Composite of increasing functions is increasing: Difference between revisions

Statement

Statement for two functions

Suppose ${\displaystyle f}$ and ${\displaystyle g}$ are both functions of one variable that are increasing functions on their respective domains. Consider the composite of two functions ${\displaystyle f\circ g}$. This is also an increasing function on its domain.

Note that the statement makes no assumptions about the continuity or differentiability of the functions or even the nature of their domains. In fact, we do not even require that the domains and ranges be subsets of the real numbers, but only require that they be totally ordered sets so that the notion of increasing makes sense.

Statement for multiple functions

Fill this in later

Related facts

Related facts about composites of functions

• Composite of two decreasing functions is increasing
• Composite of one-one functions is one-one

Related facts about increasing functions

• Inverse of increasing function is increasing
• Increasing functions form a cone in a vector space
• Product of increasing functions need not be increasing

Proof

Proof for two functions

Given: ${\displaystyle f}$ and ${\displaystyle g}$ are increasing functions. ${\displaystyle x_{1}<x_{2}}$ are both in the domain of the composite function ${\displaystyle f\circ g}$.

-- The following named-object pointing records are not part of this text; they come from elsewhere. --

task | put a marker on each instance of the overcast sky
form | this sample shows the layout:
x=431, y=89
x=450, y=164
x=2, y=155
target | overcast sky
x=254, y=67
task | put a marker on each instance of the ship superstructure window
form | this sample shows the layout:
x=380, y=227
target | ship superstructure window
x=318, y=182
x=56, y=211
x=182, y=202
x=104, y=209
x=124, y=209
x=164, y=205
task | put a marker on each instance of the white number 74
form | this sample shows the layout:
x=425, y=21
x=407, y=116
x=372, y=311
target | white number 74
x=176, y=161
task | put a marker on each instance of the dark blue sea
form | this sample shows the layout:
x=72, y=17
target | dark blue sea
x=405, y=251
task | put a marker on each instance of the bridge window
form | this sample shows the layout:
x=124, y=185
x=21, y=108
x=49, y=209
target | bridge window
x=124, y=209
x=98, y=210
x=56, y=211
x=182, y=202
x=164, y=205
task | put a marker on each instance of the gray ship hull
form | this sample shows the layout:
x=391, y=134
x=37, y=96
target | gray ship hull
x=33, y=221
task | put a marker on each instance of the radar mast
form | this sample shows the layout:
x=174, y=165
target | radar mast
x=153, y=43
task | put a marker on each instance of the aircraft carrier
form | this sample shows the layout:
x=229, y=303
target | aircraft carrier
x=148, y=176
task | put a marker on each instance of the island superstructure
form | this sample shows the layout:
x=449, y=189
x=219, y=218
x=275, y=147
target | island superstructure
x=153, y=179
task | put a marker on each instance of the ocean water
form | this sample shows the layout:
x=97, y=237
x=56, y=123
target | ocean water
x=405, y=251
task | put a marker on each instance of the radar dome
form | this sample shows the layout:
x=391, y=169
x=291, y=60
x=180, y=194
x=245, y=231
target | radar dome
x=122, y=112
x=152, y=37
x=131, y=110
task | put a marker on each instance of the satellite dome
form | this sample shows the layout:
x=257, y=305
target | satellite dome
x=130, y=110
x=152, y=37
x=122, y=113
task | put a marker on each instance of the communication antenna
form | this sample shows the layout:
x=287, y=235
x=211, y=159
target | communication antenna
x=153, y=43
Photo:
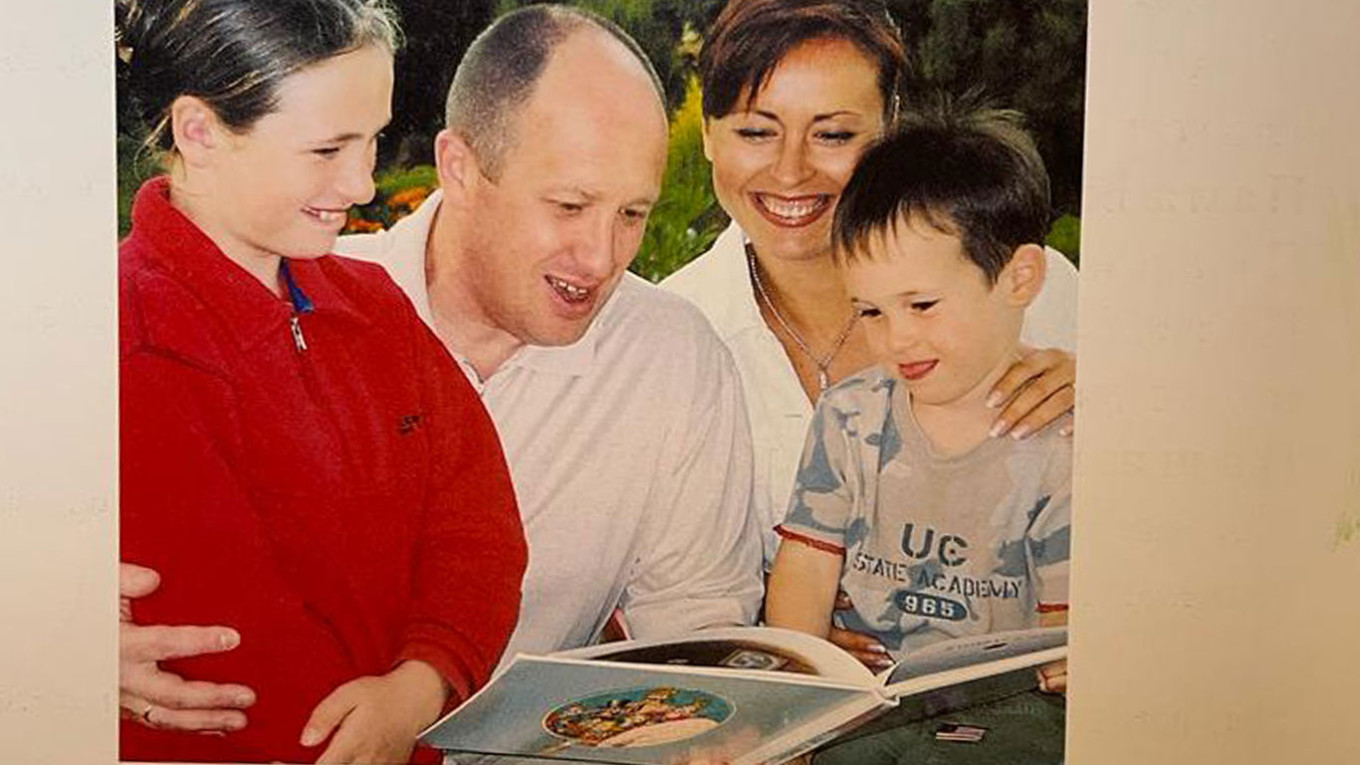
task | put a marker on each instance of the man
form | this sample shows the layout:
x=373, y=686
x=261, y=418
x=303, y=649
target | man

To prove: ${\displaystyle (f\circ g)(x_{1})<(f\circ g)(x_{2})}$.

Proof:

Step no.	Assertion	Given data used	Previous steps used	Explanation
1	${\displaystyle g(x_{1})<g(x_{2})}$	${\displaystyle g}$ is increasing ${\displaystyle x_{1}<x_{2}}$		apply definition of increasing
2	${\displaystyle f(g(x_{1}))<f(g(x_{2}))}$	${\displaystyle f}$ is increasing	Step (1)	apply definition of increasing to inputs ${\displaystyle g(x_{1}),g(x_{2})}$, use Step (1).
3	${\displaystyle (f\circ g)(x_{1})<(f\circ g)(x_{2})}$		Step (2)	Just rewrite Step (2) in terms of composite function, using the definition of composite function.

Compatibility with chain rule for differentiation

In case both the functions ${\displaystyle f}$ and ${\displaystyle g}$ are differentiable, then we can check that the statement is compatible with the chain rule for differentiation. In fact, the chain rule for differentiation can also be used to furnish an alternative proof in this case, though we have to deal carefully with the case of zero derivative.

Note that:

${\displaystyle \!(f\circ g)'(x)=f'(g(x))g'(x)}$

In particular

• If both ${\displaystyle \!f'}$ and ${\displaystyle \!g'}$ are positive everywhere on their domain, so is ${\displaystyle \!(f\circ g)'}$.
• If both ${\displaystyle \!f'}$ and ${\displaystyle \!g'}$ are nonnegative everywhere on their domain, so is ${\displaystyle \!(f\circ g)'}$.

These almost prove that a composite of increasing differentiable functions is increasing.